Mas Fabiola e Priscila não se limitam apenas a recepcionar os fregueses e auxiliar os mecânicos no que precisarem. Elas também colaboram para dar um toque feminino na oficina. “Damos bastante palpites aqui e aproveitamos para dar uma decorada no ambiente, o que os homens não faziam antes. Para eles bastam ter o prédio de concreto armado e mais nada”, brincam elas.

A simples presença das duas no local, segundo Fabiola e Priscila, já serviu para aumentar o fluxo de mulheres dentro da oficina, que não se sentiam muito à vontade por haver somente homens. “Com o tempo elas começaram a freqüentar a oficina, o que não acontecia antes, bem como a comprar os veículos. Antigamente eram os maridos que traziam os carros para efetuar os consertos e, hoje, elas até já fazem isso”.

Mas quem pensa que elas não sabem nada de mecânica está enganado. Ambas enfatizam que a convivência no meio as ajudou a compreender muitos conceitos dos veículos. “Com o tempo fomos aprendendo o básico. Chegamos até a pensar em estudar mecânica, mas ficamos impossibilitadas pela falta de tempo.”

Preconceito ainda existe

Mas ser mulher num ambiente predominantemente masculino não é viver só em um mar de rosas. As dificuldades começam nos cuidados com o vestuário. No verão, saias e vestidos às vezes têm de ser abolidos. “Temos de vir trabalhar de calça, pois freqüentemente estamos passando perto de valetas, onde sempre há mecânicos trabalhando”, diz Priscila, rindo.

Mas o mais complicado, conforme elas admitem, é mesmo o preconceito que ainda teima em existir na cabeça de alguns clientes homens. Estes, às vezes, recusam-se e ignoram a ajuda das recepcionistas. “Tem gente que entra na oficina e, quando perguntamos se podemos auxiliar, eles vão logo perguntando dos mecânicos. Acho que ao fazer isso, depois de ter olhado para uma mulher, o cliente quis dizer “me chama alguém que entende de carro”, destaca Priscila, bem humorada.

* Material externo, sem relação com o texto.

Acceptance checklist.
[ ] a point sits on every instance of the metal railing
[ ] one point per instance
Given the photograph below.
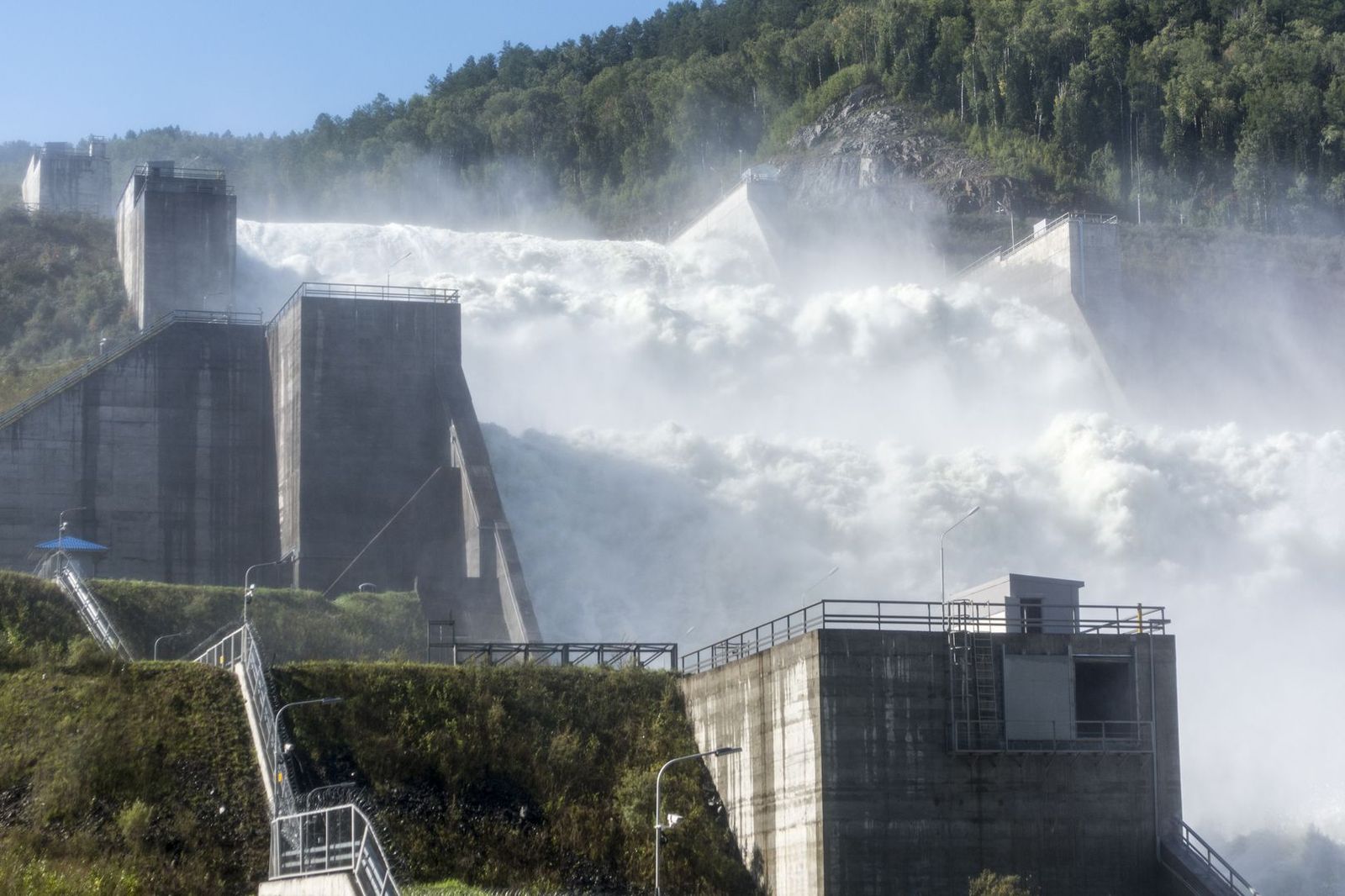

Apesar disso, elas enfatizam que tais fregueses de perfil mais conservador são minoria. Geralmente, segundo as recepcionistas, estes são pessoas mais idosas. “Apesar disso, muitos homens elogiam o tratamento dispensado e só ligam para a gente solicitando agendamento e como proceder para o conserto do veículo”, ressaltam Fabiola e Priscila.

Casos curiosos

Casos curiosos não faltam para as recepcionistas contarem. Um deles ocorreu com Priscila. Com um orçamento em mãos dos serviços a serem executados em um automóvel, ligou para uma unidade da marca em determinada cidade para passar a lista das peças.

Em determinado ponto da conversa telefônica com um rapaz que Priscila falava pela primeira vez, o mesmo a questionou sobre a utilização do termo “caneta da direção hidráulica”. “Ele disse que tal expressão e o equipamento não existiam mais. Fiquei assustada, pois além de ser hora do almoço tinha várias coisas para fazer”, conta ela.

Na seqüência, já após o almoço, Priscila resolveu perguntar para o mecânico da firma o porquê dele ter colocado aquele termo. Com a resposta ela acabou fazendo uma descoberta: tinha caído em uma brincadeira do seu interlocutor telefônico. “O mecânico me garantiu que o termo era usual. Então, conclui que o cara estava tirando uma comigo. Depois, liguei para ele para falar que não estava errado meu orçamento e, a partir do momento que ele soube que eu era uma das filhas do proprietário, o tratamento dele comigo mudou completamente”, destaca ela.

Em outra oportunidade, Patricia viajava sozinha em seu veículo com destino a São Paulo. Eram cerca de 10 horas e a recepcionista tinha de chegar antes das 14 horas para fazer uma prova. Entretanto, seu carro quase chegou a ferver e, por isso, precisava parar em períodos regulares para esfriar o motor. “Tinha que agir assim, pois sei que se o propulsor fervesse os prejuízos seriam grandes”, frisa ela.

Ao chegar em um posto dirigiu-se diretamente para uma auto-elétrica. Mas, consciente da situação em que se encontrava, foi logo avisando: “Falei para o eletricista que tinha uma oficina em Bauru e o alertei que se precisasse trocar uma peça ligaria antes para confirmar a real necessidade. Ele colocou água no radiador, pediu para acompanhar o marcador da temperatura e não arriscou a fazer nenhum orçamento”, conclui Priscila.